Remember you have got options,when job hunting

One of the classic mistakes in job hunting is not recognizing your own skills. The tendency is to go for the same job again, not look for other possibilities.

The problem with that is that you're limiting your choices, in some cases severely, and reducing your chances of finding a job.

It also narrows your perspective for a career. If you want to be an accountant, there are plenty of different types of accountancy. Maybe you started off in payroll, but you don't have to confine yourself to that forever, and the better paying jobs are upscale, anyway.

In lower paying jobs, that lack of choice can be fatal, if you allow it to become normal. For every job you go for, there will be at least a couple you're missing, because the jobs have different titles, not different skills.

The term transferable skills isn't some obscure concept. A lot of skills work across a very wide range of jobs.

The obvious case would be administration. The common skills in admin cover virtually the whole spectrum of administration.

The trouble with going for generic jobs is that you may feel you don't have the basic skills, because it's a different industry.

That's not the case. Employers want skills first and foremost. They need the skills, not necessarily a track record in the industry as well. In some cases they want to train people in their own methods, which might be different from others in the industry.

If you're a great administrator, you can get a job in admin anywhere, in any industry, anywhere on Earth. Your skills are the big decider.

Figuring out where your skills can take you

Have a look at your skills list.

You'll probably have, in an office type job:

  • Computer literacy
  • Communications
  • Administration
  • Customer relations
  • Sales
  • Problem solving

OK, now-

Did you ever see a more transferable set of skills?

Those could apply to anything, any industry, anywhere. That's a particularly useful basic skill set, and you probably have most of them, if not all.

Experience in an industry counts, if it's current, and it's useful in context with the job. But it's not the only criteria, or anything like it.

A good interview, with that skill set, will establish the fact you're not going to have any particular difficulty doing the job, and you won't need to be trained in the basic stuff.

That's particularly important.

The basic training is the time consuming, expensive, mistake riddled, learning curve stuff. It takes years, and employers, understandably don't want to do that if they can avoid it.

The specific requirements of any job are a lot easier to learn if you know the basics, and any new starter will have to be taught those anyway.

So your skill set is a real asset, and you can use it to find jobs you may not have been even considering possible.

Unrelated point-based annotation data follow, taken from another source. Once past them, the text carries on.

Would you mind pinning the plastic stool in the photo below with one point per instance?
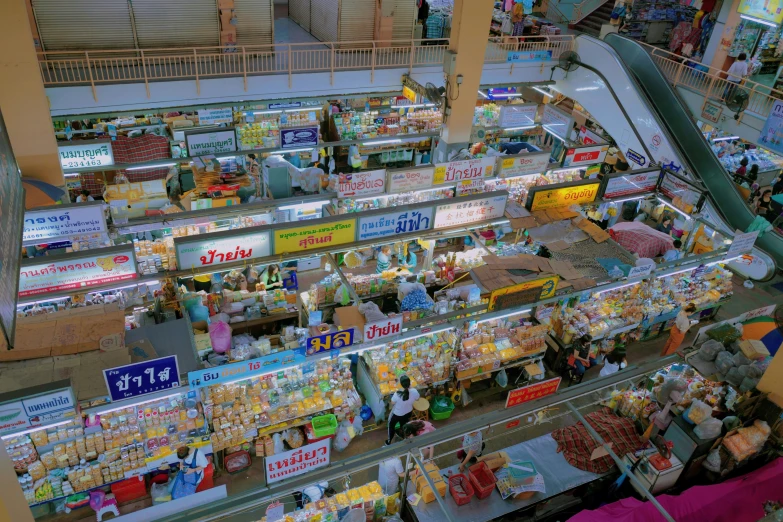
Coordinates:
(421, 409)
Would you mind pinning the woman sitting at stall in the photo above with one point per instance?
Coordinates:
(272, 277)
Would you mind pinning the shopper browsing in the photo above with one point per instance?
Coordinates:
(681, 325)
(472, 446)
(402, 406)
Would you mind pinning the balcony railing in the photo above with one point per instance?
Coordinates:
(94, 68)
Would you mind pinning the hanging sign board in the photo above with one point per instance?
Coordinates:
(458, 213)
(37, 410)
(246, 369)
(523, 115)
(585, 156)
(410, 180)
(142, 378)
(532, 392)
(215, 116)
(86, 154)
(297, 462)
(63, 221)
(318, 235)
(457, 171)
(564, 196)
(523, 293)
(531, 163)
(212, 141)
(205, 252)
(361, 183)
(631, 184)
(80, 272)
(556, 121)
(395, 223)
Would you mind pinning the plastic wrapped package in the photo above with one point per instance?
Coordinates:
(710, 349)
(724, 362)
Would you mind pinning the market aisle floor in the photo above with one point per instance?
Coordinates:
(484, 400)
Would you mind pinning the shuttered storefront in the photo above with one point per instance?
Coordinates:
(357, 20)
(323, 13)
(176, 23)
(255, 22)
(299, 12)
(83, 24)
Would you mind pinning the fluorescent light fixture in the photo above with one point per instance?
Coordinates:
(152, 167)
(758, 21)
(25, 432)
(519, 128)
(314, 204)
(518, 312)
(686, 216)
(286, 151)
(381, 142)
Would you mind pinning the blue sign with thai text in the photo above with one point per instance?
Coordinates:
(330, 341)
(247, 369)
(302, 137)
(134, 380)
(528, 56)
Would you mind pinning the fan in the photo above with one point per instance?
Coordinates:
(434, 94)
(738, 101)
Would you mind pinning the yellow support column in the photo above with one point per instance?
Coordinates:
(469, 36)
(23, 100)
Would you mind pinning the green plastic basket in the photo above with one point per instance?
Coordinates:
(441, 408)
(324, 425)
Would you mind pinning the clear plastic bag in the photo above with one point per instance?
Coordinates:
(710, 349)
(709, 429)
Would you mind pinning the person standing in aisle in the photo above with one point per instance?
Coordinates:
(402, 406)
(735, 75)
(680, 328)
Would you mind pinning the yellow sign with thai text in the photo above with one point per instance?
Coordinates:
(523, 293)
(317, 235)
(565, 196)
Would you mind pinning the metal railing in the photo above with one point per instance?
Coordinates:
(712, 82)
(64, 68)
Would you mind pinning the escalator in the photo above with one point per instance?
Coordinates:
(686, 140)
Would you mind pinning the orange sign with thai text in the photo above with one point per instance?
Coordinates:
(532, 392)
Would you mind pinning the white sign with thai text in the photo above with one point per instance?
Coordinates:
(459, 213)
(213, 252)
(297, 462)
(411, 180)
(43, 226)
(361, 183)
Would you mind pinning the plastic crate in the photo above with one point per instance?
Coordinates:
(324, 425)
(439, 412)
(482, 480)
(522, 473)
(461, 481)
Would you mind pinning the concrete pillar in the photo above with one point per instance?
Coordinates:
(23, 100)
(469, 42)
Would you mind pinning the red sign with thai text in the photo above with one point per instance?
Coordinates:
(532, 392)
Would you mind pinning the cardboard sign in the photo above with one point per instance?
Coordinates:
(193, 252)
(532, 392)
(46, 226)
(388, 327)
(298, 461)
(457, 213)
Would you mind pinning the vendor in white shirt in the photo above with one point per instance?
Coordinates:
(681, 326)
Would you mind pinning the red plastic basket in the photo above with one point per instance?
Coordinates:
(461, 481)
(482, 480)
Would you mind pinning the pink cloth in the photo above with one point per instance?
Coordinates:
(640, 239)
(737, 500)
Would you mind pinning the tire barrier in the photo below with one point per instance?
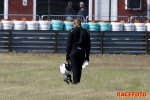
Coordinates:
(85, 25)
(128, 27)
(139, 27)
(44, 25)
(116, 26)
(68, 25)
(147, 26)
(57, 25)
(32, 25)
(19, 25)
(105, 26)
(7, 25)
(93, 26)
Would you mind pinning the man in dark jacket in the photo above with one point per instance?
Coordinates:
(83, 10)
(70, 10)
(77, 49)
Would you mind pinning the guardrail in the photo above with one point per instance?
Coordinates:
(63, 17)
(55, 41)
(113, 18)
(139, 18)
(19, 17)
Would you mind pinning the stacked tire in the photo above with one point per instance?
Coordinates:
(105, 26)
(85, 25)
(116, 26)
(128, 27)
(32, 25)
(57, 25)
(93, 26)
(19, 25)
(147, 26)
(139, 26)
(7, 25)
(44, 25)
(68, 25)
(0, 25)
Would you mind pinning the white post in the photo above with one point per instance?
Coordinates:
(34, 10)
(90, 9)
(5, 9)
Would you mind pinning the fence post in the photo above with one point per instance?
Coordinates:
(101, 42)
(55, 44)
(9, 41)
(147, 51)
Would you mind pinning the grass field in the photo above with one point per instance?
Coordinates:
(36, 76)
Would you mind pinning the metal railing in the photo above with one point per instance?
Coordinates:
(105, 18)
(139, 18)
(63, 17)
(19, 17)
(55, 41)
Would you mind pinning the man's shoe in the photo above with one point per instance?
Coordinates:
(69, 78)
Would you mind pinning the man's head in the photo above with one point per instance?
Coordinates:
(69, 3)
(81, 4)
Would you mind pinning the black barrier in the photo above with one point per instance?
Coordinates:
(55, 41)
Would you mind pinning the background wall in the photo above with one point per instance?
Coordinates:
(123, 11)
(16, 7)
(57, 7)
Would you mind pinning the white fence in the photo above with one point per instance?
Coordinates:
(105, 18)
(63, 17)
(19, 17)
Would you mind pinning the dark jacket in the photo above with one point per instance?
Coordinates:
(78, 37)
(70, 11)
(83, 11)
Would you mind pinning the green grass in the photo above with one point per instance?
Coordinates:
(36, 76)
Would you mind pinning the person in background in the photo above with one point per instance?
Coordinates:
(70, 11)
(77, 50)
(83, 10)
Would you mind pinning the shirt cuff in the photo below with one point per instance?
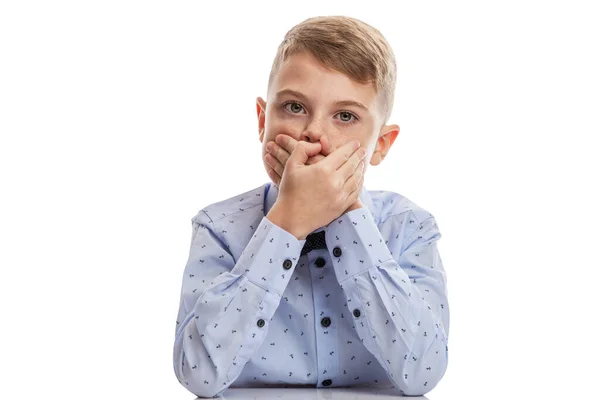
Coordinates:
(355, 243)
(270, 257)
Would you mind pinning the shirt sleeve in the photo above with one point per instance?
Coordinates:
(395, 287)
(226, 305)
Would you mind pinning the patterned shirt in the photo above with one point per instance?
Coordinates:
(371, 309)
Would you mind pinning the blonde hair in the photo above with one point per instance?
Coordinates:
(346, 45)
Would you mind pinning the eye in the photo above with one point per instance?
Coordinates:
(345, 116)
(295, 105)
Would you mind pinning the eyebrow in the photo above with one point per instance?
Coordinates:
(305, 98)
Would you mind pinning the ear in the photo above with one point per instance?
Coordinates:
(261, 108)
(387, 136)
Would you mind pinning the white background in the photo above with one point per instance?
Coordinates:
(120, 120)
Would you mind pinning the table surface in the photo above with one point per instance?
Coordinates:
(314, 393)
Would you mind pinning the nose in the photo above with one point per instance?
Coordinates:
(313, 131)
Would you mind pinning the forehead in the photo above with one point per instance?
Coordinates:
(303, 73)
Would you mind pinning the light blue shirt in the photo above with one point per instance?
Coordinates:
(369, 310)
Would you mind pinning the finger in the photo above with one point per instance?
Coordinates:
(355, 161)
(288, 143)
(341, 154)
(278, 153)
(327, 146)
(273, 175)
(274, 164)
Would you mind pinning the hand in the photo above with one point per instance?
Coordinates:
(336, 178)
(278, 157)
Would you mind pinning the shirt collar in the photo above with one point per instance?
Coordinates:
(272, 191)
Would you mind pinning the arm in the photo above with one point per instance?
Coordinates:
(226, 306)
(400, 292)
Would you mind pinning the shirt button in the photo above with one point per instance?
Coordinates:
(287, 264)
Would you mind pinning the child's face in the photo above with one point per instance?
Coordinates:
(314, 115)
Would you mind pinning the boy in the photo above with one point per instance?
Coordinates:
(312, 280)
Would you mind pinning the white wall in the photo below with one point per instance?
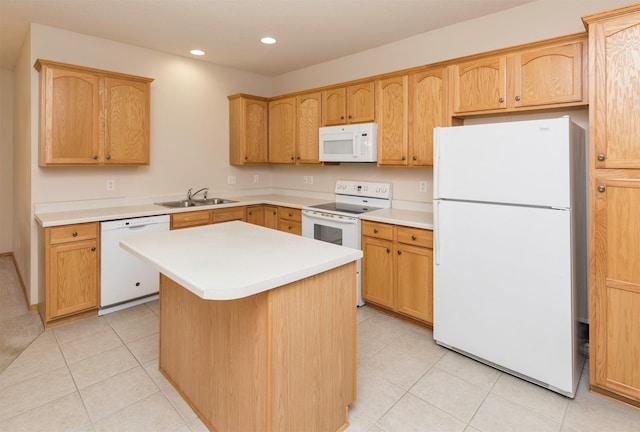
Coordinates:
(6, 160)
(189, 127)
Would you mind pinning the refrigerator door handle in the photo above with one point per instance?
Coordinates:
(436, 233)
(436, 160)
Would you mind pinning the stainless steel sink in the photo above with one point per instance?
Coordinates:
(195, 203)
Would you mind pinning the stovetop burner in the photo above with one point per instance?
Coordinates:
(344, 207)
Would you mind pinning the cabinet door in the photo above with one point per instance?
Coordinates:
(480, 85)
(414, 289)
(309, 118)
(282, 130)
(271, 217)
(72, 278)
(615, 293)
(378, 271)
(392, 111)
(427, 107)
(615, 97)
(334, 107)
(70, 106)
(360, 106)
(247, 130)
(548, 76)
(126, 122)
(255, 215)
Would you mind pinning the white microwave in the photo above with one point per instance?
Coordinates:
(349, 143)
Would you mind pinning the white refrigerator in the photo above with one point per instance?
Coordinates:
(510, 246)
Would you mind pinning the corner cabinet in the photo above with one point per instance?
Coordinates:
(92, 117)
(545, 75)
(247, 130)
(397, 269)
(72, 262)
(614, 263)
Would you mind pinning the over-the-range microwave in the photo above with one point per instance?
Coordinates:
(349, 143)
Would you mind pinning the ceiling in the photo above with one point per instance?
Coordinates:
(308, 31)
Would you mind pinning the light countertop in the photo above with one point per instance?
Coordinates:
(236, 259)
(413, 218)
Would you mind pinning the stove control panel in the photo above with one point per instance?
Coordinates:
(363, 189)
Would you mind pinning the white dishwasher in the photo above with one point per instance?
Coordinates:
(126, 280)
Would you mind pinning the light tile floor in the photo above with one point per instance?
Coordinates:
(102, 375)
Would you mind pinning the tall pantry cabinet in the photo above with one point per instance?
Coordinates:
(614, 123)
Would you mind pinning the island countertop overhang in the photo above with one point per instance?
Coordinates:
(236, 259)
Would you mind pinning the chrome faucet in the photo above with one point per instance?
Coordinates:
(191, 195)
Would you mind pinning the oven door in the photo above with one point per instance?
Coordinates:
(331, 228)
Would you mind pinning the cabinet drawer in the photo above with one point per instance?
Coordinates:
(415, 236)
(229, 214)
(190, 219)
(290, 214)
(71, 233)
(294, 227)
(377, 230)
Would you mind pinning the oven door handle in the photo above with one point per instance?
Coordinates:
(321, 216)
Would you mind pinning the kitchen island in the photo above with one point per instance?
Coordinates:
(257, 326)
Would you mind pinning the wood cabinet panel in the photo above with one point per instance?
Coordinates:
(392, 114)
(72, 260)
(282, 130)
(127, 122)
(378, 271)
(92, 117)
(190, 219)
(248, 130)
(480, 85)
(308, 121)
(414, 293)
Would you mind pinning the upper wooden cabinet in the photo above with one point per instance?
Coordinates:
(392, 110)
(615, 91)
(308, 121)
(282, 130)
(92, 117)
(547, 75)
(351, 104)
(247, 129)
(614, 199)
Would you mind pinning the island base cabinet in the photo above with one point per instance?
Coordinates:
(281, 360)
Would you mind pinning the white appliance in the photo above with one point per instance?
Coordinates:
(339, 222)
(349, 143)
(510, 246)
(125, 280)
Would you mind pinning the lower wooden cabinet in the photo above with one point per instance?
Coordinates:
(72, 268)
(397, 269)
(263, 215)
(290, 220)
(206, 217)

Examples of generic skills and careers are endless. Read the job ads for some totally different type of job, something you wouldn't normally apply for. See how many skills you have related to that job.

It'll soon become obvious that you're looking at jobs where you have at least the basic, and probably some of the advanced, skills.

Opportunities and career possibilities

There are always a few jobs available where you may only need some very minor additional skills to get a job, and perhaps a whole new career.

These are potentially very important opportunities..

Get in contact, ask whether you have the right skill levels, explain your position. You may find that you're a better chance than you think for the job. You may also get some useful advice, information, and some suggestions about your application.

The fact with jobs where you're almost qualified to do them is that in many cases the additional skills aren't that important.

If you have the really essential job skills, the employer may not be too worried about a bit of extra time to get you up to speed on the less important stuff. Other candidates usually aren't going to be fully covering all the skills, either.

All jobs are different in some ways. Even experienced people haven't done that particular job, when they apply for it. Some experienced people don't fit too well in some jobs, too, and that is an issue, sometimes a big one, for interviewers.

Remember another very simple point:

You won't get lost in these jobs. You do, already, know your way around most of any job using your skill set.

Have some confidence in yourself and your skills

Lack of self confidence can be a real problem for job hunters. You can talk yourself out of a job pretty easily, if you freeze up with self doubt.

It might seem bizarre, but even people who've been doing their own type of work for years can somehow convince themselves they can't go for a job.

It's one thing to see a job where you know what's involved and not go for it. It's quite another to talk yourself out of a job you can do, simply because you don't believe in your own skills.

Have some faith in your skills. You earned them.